Neuenkirch und Nöckel weisen somit einen „Risikokanal“ bei der Übertragung geldpolitischer Maßnahmen auf die volkswirtschaftliche Entwicklung nach. Getrieben wird er durch die Aufweichung der Kreditvergabestandards der Geschäftsbanken. Dies hat wichtige Auswirkungen für die Politikgestaltung seitens der Zentralbanken. So zeigt die Erfahrung Japans, dass lang andauernde Niedrigzinsphasen zu verstärkten Risiken im Bankensystem und somit zur nächsten Finanzkrise führen können. Weiterhin illustriert die Studie ein wesentliches Dilemma für Zentralbanken. Diese sollen zum einen dafür sorgen, dass die Realwirtschaft in Krisenzeiten durch niedrige Zinsen stimuliert wird. Auf der anderen Seite gilt das durch diese Maßnahmen erhöhte Risikoverhalten seitens der Banken als einer der wesentlichen Gründe für den Ausbruch der Wirtschafts- und Finanzkrise im Jahre 2008.
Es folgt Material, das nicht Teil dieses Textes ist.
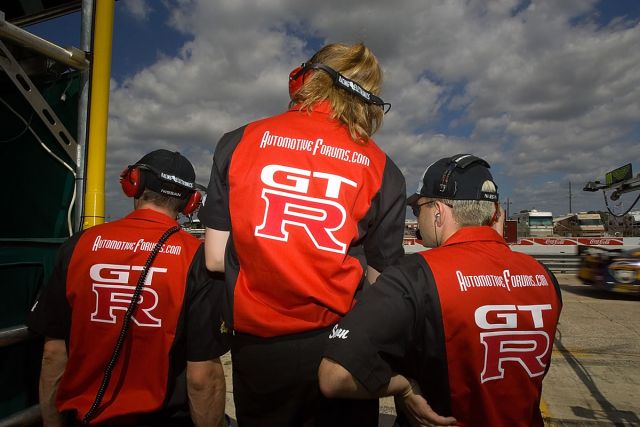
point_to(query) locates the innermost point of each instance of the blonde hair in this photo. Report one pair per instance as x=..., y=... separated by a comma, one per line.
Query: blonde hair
x=355, y=62
x=474, y=212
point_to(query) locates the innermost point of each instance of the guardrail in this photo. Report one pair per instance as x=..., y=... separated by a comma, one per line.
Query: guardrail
x=560, y=263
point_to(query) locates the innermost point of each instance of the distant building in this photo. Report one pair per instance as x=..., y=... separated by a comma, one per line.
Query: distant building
x=533, y=223
x=627, y=225
x=581, y=224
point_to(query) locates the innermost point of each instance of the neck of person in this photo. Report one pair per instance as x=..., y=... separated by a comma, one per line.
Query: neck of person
x=143, y=204
x=448, y=229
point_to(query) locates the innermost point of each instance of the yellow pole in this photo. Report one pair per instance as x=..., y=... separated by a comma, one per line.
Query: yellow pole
x=98, y=112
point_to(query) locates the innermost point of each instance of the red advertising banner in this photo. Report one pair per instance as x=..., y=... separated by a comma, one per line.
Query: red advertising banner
x=562, y=241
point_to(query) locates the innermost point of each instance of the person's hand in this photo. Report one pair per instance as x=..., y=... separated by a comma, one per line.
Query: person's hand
x=498, y=224
x=416, y=409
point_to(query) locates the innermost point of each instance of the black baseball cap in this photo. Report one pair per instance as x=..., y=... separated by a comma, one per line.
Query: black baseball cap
x=458, y=177
x=168, y=173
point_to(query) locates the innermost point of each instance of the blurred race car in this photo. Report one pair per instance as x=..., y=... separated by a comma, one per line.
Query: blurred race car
x=610, y=269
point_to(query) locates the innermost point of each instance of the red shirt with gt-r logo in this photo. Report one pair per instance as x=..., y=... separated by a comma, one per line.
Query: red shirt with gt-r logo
x=472, y=321
x=177, y=317
x=308, y=209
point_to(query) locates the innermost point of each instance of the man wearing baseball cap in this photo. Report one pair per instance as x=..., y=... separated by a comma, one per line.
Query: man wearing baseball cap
x=130, y=314
x=467, y=326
Mit ihrer Untersuchung schließen Neuenkirch und Nöckel eine Lücke, da in vielen Studien die Konsequenzen von Leitzinsänderungen seitens der Zentralbanken auf das Verhalten von Geschäftsbanken nicht beachtet werden. Die Studie mit dem Titel „The Risk-Taking Channel of Monetary Policy Transmission in the Euro Area“ ist im Journal of Banking and Finance erschienen.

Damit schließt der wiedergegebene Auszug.